On the morning of President Obama’s State of the Union speech, Republicans refused to be bounced from what is the day’s GOP messaging theme: This fall’s presidential and congressional elections are going to be a referendum on the White House’s economic policies.

“His policies have failed,” said House Speaker John Boehner, R-Ohio, in a brief appearance before reporters on Tuesday after the House Republican Conference met behind closed doors.


Senate Republican Leader Mitch McConnell, R-Ky., made similar remarks on the Senate floor on Tuesday, urging Obama to work with lawmakers instead of blaming them for the failure of his policies.

“The president’s policies are now firmly in place. It’s his economy now. The president may want to come here tonight and make it sound as if he just walked in the door,'' McConnell said. "A better approach is to admit that his three-year experiment in big government has made our economy worse and our nation’s future more uncertain. And that it’s time for a different approach.''

When Boehner was asked to focus on news that Republican presidential hopeful Mitt Romney had paid a 14 percent effective income-tax rate in 2010--and that much of his income was in capital gains and investment--the speaker pivoted back to his theme for the day. Boehner did so, even when pressed to answer whether this reflects fairness in the tax code, because that percentage is lower than what many wage-earning Americans pay.
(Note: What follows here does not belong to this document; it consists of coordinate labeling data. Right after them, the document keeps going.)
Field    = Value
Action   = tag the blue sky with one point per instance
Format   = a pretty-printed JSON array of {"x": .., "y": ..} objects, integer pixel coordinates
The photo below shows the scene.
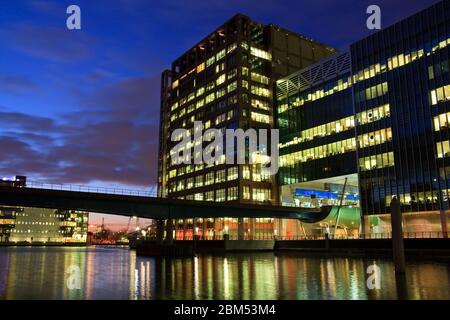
[{"x": 82, "y": 107}]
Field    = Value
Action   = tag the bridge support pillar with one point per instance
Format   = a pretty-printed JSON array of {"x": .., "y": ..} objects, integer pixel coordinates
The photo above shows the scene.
[
  {"x": 241, "y": 232},
  {"x": 169, "y": 231},
  {"x": 397, "y": 236},
  {"x": 159, "y": 230}
]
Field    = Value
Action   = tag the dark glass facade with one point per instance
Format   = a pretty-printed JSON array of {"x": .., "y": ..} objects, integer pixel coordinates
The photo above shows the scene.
[
  {"x": 399, "y": 95},
  {"x": 395, "y": 73},
  {"x": 316, "y": 123}
]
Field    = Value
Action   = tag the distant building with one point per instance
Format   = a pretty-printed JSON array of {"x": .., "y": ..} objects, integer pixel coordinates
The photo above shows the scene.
[
  {"x": 18, "y": 224},
  {"x": 49, "y": 225}
]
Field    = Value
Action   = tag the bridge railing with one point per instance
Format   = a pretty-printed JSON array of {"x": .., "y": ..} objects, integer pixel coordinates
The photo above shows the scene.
[
  {"x": 91, "y": 189},
  {"x": 386, "y": 235}
]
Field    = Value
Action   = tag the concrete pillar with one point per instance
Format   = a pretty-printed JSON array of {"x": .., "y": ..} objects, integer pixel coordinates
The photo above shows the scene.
[
  {"x": 397, "y": 236},
  {"x": 444, "y": 229},
  {"x": 159, "y": 230},
  {"x": 241, "y": 232},
  {"x": 204, "y": 228},
  {"x": 169, "y": 231}
]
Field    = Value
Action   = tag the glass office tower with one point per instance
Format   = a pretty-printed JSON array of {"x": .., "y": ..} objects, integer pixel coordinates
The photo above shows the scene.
[
  {"x": 226, "y": 81},
  {"x": 401, "y": 88},
  {"x": 397, "y": 100},
  {"x": 318, "y": 145}
]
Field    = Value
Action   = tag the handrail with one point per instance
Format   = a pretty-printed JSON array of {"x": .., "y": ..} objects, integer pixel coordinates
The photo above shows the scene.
[{"x": 91, "y": 189}]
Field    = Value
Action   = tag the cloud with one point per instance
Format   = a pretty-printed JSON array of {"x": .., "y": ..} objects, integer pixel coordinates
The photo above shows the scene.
[
  {"x": 113, "y": 138},
  {"x": 49, "y": 43},
  {"x": 17, "y": 84}
]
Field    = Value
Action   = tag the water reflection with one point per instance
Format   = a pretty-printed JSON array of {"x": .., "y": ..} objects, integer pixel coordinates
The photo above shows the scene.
[{"x": 116, "y": 273}]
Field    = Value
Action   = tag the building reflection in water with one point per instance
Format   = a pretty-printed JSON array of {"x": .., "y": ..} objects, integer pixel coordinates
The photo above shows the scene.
[{"x": 116, "y": 273}]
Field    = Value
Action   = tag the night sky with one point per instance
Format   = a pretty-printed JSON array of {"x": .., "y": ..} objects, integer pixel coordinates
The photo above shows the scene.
[{"x": 82, "y": 106}]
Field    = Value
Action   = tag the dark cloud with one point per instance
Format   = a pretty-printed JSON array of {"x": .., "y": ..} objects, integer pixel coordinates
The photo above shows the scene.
[
  {"x": 114, "y": 138},
  {"x": 55, "y": 44},
  {"x": 17, "y": 84}
]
“Well, we all know that the reason that we have low rates on capital gains--that’s because it spurs new investment in our economy and allows capital to move more quickly,” Boehner said.

“The politics of envy, the politics of dividing our country, is not what America is all about. So, let’s get back to the economy. The American people want jobs,” he continued.

Boehner said that Obama plans to blame Congress for inaction during his Tuesday night address, but he said that the blame should fall squarely on the Democratic-led Senate for not passing 27 bills designed to help job creators.

As for whether the president’s address will have the tone of a campaign speech, Boehner remarked, “The president has been in total campaign mode since Labor Day. And since the campaign apparently wrote the speech, I suspect we’ll hear a campaign speech.”


Responding to GOP assertions that Obama’s address will be purely political, House Minority Whip Steny Hoyer, D-Md., said on Tuesday that that’s a part of the American Democratic system. Hoyer said he believes the president’s remarks will reflect a “proper tone,” expressing what he believes are the best economic and other policies as well as a desire to reach out across the aisle.

But Hoyer added, “We are a democracy. Presidents have to be reelected. Members of Congress have to be reelected. There’s nobody in the Congress or in the White House who will not talk unrelated to their political recognition (that) they have to seek approval of the electorate in a few short months. That’s what makes our system so great.”